Y finalmente, tal vez estas razones se integren en una narración cuyo guion y puesta en escena –tan comedida como su personaje–, hilvanan la necesidad de ofrecer una reflexión en torno a la contradicción inherente al genio creativo, y el suplicio al que somete el talento o la fragilidad de la exigencia, con la necesidad de responder con justicia y actualidad a las convenciones anquilosadas que les arrebatan la experiencia a los protagónicos femeninos. Sin ser una serie atrapada en la reivindicación del rol de las mujeres, la serie entretiene pero también interpela, más allá de su eficiente narrativa, desde sus propios problemas, a propósito de los énfasis que sugieren algunas lecturas críticas en torno a la individualización del genio creativo, o la tiranía de la belleza como constante audiovisual, desde la obligada fotogenia que amerita contar historias sobre mujeres exitosas (en lo que se conoce como prettywashing). Por otro lado, The Queen’s Gambit pasa el Test de Bechdel, pero también vincula temáticamente un asunto esquivo a las representaciones y estereotipos de género en los productos culturales de consumo masivo, como el mundo del ajedrez en particular, y la posibilidad femenina de insertarse en el espacio público o en instancias de disputa táctica, geopolítica o estratégica (un ejemplo del tejado de vidrio que restringe subrepticiamente dicha oportunidad).
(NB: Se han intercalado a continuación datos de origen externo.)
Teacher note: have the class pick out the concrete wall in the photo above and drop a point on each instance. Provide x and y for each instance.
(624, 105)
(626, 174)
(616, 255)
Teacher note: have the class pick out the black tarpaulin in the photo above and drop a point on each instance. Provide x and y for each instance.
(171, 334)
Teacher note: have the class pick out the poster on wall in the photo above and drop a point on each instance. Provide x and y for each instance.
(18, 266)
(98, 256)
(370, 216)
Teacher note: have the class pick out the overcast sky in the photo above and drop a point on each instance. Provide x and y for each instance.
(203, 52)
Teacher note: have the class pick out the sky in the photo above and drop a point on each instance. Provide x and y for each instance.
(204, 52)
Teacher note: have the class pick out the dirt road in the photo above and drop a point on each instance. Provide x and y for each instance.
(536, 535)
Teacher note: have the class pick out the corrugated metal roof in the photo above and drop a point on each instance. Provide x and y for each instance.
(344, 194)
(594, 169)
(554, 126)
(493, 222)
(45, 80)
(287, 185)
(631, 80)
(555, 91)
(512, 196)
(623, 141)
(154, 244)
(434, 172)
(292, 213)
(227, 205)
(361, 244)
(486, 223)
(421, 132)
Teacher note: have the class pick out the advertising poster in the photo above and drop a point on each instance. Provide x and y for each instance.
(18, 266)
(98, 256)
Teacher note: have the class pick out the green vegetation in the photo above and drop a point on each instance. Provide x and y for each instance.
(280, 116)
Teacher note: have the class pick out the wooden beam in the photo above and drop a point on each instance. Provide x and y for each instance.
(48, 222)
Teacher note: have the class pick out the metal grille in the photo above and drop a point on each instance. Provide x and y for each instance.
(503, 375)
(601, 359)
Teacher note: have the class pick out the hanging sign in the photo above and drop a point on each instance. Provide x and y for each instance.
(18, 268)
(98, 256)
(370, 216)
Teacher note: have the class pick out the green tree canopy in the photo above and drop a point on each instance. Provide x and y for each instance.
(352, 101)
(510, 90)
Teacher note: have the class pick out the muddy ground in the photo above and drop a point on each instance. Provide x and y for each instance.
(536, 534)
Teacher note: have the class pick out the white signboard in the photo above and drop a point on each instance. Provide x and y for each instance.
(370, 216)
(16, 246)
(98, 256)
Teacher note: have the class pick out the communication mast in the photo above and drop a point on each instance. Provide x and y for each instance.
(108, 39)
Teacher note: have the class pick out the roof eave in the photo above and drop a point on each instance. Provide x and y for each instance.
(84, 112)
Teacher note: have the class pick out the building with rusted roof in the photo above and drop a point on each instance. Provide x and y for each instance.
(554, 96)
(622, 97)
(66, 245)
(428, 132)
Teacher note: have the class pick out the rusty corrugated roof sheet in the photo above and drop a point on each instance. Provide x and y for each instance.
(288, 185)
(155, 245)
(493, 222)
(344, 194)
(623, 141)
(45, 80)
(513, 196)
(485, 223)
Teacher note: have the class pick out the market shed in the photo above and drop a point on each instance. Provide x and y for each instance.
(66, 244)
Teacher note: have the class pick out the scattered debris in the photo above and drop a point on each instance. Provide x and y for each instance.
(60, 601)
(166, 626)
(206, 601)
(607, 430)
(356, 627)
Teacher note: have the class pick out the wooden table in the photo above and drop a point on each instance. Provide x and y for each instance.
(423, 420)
En ese sentido, que una serie tenga efectos concretos en la venta de tableros de ajedrez, o que aporte en la visibilización de la obsolescencia de ciertas convenciones culturales del pasado que siguen estando presentes, o que, a la larga, haga interesante una historia que podría ser a lo sumo convencional, aviva el interés no sólo desde la audiencia que la ve, sino que además interroga las preferencias actuales por una historia, en definitiva, plenamente disfrutable.